NumPy array is not JSON serializable

创建NumPy数组并将其另存为Django上下文变量后，加载网页时出现以下错误：

1	array([ 0, 239, 479, 717, 952, 1192, 1432, 1667], dtype=int64) is not JSON serializable

这是什么意思？

相关讨论

我定期" jsonify" np.arrays。尝试首先在数组上使用" .tolist()"方法，如下所示：

1
2
3
4
5
6
7

import numpy as np
import codecs, json

a = np.arange(10).reshape(2,5) # a 2 by 5 array
b = a.tolist() # nested lists with same data, indices
file_path ="/path.json" ## your path variable
json.dump(b, codecs.open(file_path, 'w', encoding='utf-8'), separators=(',', ':'), sort_keys=True, indent=4) ### this saves the array in .json format

为了" unjsonify"数组使用：

1
2
3

obj_text = codecs.open(file_path, 'r', encoding='utf-8').read()
b_new = json.loads(obj_text)
a_new = np.array(b_new)

相关讨论

将numpy.ndarray或任何嵌套列表组成的内容存储为JSON。

1
2
3
4
5
6
7
8
9
10

class NumpyEncoder(json.JSONEncoder):
def default(self, obj):
if isinstance(obj, np.ndarray):
return obj.tolist()
return json.JSONEncoder.default(self, obj)

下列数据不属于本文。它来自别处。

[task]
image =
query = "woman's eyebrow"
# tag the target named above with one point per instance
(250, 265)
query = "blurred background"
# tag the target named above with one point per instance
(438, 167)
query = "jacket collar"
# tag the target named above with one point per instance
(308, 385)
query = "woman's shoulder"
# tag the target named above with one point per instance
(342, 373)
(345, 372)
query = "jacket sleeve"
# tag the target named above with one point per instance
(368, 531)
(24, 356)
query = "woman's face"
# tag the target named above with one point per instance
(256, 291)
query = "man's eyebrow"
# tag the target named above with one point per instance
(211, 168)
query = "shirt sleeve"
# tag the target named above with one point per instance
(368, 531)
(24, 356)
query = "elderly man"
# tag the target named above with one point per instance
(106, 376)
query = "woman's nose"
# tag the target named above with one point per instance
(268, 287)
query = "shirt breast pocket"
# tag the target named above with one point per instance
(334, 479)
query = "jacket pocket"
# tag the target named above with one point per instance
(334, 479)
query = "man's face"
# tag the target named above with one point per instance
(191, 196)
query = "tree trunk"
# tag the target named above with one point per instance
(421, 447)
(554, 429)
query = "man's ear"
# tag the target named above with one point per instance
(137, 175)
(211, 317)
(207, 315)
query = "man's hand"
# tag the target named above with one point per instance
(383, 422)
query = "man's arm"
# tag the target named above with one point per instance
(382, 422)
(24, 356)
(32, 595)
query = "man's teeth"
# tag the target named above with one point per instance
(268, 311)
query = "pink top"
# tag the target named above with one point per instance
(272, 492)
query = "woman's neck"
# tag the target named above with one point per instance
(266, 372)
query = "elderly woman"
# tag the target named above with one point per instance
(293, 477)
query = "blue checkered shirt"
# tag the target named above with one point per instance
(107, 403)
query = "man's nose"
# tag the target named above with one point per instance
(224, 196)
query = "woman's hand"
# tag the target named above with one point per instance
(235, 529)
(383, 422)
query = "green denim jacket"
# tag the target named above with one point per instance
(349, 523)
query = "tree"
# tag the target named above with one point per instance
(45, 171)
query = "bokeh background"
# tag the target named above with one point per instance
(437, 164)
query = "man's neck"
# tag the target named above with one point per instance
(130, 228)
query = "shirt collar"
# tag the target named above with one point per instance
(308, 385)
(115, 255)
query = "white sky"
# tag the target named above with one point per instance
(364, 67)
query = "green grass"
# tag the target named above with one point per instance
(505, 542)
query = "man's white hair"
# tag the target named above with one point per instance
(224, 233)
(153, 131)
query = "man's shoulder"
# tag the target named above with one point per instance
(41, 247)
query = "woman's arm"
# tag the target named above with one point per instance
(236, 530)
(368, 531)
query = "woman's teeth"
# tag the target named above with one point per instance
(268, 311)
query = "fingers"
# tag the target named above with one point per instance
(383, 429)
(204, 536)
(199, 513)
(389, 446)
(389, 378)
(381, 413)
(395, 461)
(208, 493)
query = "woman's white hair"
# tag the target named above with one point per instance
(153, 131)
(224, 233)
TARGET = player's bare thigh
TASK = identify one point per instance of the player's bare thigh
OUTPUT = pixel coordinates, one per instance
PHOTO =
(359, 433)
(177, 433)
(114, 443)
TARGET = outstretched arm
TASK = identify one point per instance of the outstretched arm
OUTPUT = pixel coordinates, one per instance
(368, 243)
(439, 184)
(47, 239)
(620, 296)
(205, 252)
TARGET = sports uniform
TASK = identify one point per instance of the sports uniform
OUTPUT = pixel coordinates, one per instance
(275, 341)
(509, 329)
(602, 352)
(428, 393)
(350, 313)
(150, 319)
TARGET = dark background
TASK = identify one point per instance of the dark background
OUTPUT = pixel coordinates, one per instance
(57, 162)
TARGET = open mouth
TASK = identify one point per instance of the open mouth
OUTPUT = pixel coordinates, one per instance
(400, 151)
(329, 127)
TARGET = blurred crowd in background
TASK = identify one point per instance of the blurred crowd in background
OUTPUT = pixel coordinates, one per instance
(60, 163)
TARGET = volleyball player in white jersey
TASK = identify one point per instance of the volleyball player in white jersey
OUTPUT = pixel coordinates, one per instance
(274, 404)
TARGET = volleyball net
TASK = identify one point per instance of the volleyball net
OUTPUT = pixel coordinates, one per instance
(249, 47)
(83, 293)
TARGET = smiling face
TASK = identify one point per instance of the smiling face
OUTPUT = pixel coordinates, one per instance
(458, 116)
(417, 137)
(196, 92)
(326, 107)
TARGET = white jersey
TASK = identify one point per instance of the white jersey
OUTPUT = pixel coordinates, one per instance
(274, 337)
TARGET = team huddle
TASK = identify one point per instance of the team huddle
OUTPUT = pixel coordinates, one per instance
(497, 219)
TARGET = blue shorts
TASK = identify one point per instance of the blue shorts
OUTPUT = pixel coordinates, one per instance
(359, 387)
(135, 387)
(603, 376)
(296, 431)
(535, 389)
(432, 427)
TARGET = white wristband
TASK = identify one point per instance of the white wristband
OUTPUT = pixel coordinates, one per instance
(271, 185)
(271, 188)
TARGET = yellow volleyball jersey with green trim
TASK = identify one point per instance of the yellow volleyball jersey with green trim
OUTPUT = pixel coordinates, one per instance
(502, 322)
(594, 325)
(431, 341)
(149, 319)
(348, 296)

a = np.array([[1, 2, 3], [4, 5, 6]])
print(a.shape)
json_dump = json.dumps({'a': a, 'aa': [2, (2, 3, 4), a], 'bb': [2]}, cls=NumpyEncoder)
print(json_dump)

将输出：

1 2	(2, 3) {"a": [[1, 2, 3], [4, 5, 6]],"aa": [2, [2, 3, 4], [[1, 2, 3], [4, 5, 6]]],"bb": [2]}

要从JSON还原：

1
2
3
4

json_load = json.loads(json_dump)
a_restored = np.asarray(json_load["a"])
print(a_restored)
print(a_restored.shape)

将输出：

1
2
3

[[1 2 3]
[4 5 6]]
(2, 3)

相关讨论

您可以使用熊猫：

1 2	import pandas as pd pd.Series(your_array).to_json(orient='values')

相关讨论

如果您在字典中嵌套了numpy数组，我找到了最佳解决方案：

1
2
3
4
5
6
7
8
9
10
11
12
13
14
15
16
17
18
19
20
21

import json
import numpy as np

class NumpyEncoder(json.JSONEncoder):
""" Special json encoder for numpy types"""
def default(self, obj):
if isinstance(obj, (np.int_, np.intc, np.intp, np.int8,
np.int16, np.int32, np.int64, np.uint8,
np.uint16, np.uint32, np.uint64)):
return int(obj)
elif isinstance(obj, (np.float_, np.float16, np.float32,
np.float64)):
return float(obj)
elif isinstance(obj,(np.ndarray,)): #### This is the fix
return obj.tolist()
return json.JSONEncoder.default(self, obj)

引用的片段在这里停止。